This project focuses on the development of a machine learning model for online payment fraud detection. It includes exploratory data analysis (EDA) and classification using decision tree classifier. The dataset used contains information about various transactions including transaction type, amount, old and new balances, and fraud labels.
- Libraries such as pandas, numpy, plotly, sklearn, matplotlib, and seaborn are imported for data manipulation, visualization, and model training.
- The dataset containing transaction details is loaded.
- Heatmap visualization is used to identify missing values in the dataset.
- Visualization of transaction type distribution.
- Analysis of transaction types and their corresponding amounts.
- Examination of fraudulent transactions distribution.
- Distribution analysis of the 'step' column.
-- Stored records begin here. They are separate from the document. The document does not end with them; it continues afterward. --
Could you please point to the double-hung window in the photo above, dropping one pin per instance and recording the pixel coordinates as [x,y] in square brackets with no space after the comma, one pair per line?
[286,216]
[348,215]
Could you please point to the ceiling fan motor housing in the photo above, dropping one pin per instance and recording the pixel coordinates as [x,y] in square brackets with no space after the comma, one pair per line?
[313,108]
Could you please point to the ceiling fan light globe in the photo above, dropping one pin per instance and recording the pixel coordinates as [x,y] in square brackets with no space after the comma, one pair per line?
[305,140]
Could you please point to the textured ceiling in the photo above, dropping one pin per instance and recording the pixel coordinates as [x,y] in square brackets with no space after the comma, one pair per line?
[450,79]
- Joint plot visualization of 'step' and 'amount'.
- Countplot of fraudulent transactions based on transaction type.
- Correlation between features and the 'isFraud' column is checked.
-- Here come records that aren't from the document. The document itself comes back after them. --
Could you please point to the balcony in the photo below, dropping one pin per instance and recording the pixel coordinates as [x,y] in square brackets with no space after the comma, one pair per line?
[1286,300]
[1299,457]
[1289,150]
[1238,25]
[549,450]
- Categorical features are transformed into numerical values.
- 'isFraud' column values are converted to 'No Fraud' and 'Fraud' labels.
- Data is split into training and testing sets.
- A decision tree classifier is trained using the training data.
- Predictions are made using the trained model for sample features.
The decision tree classifier achieves a high accuracy of 90+ % in detecting fraudulent transactions. The model shows promising results in identifying potential fraud in online payment transactions.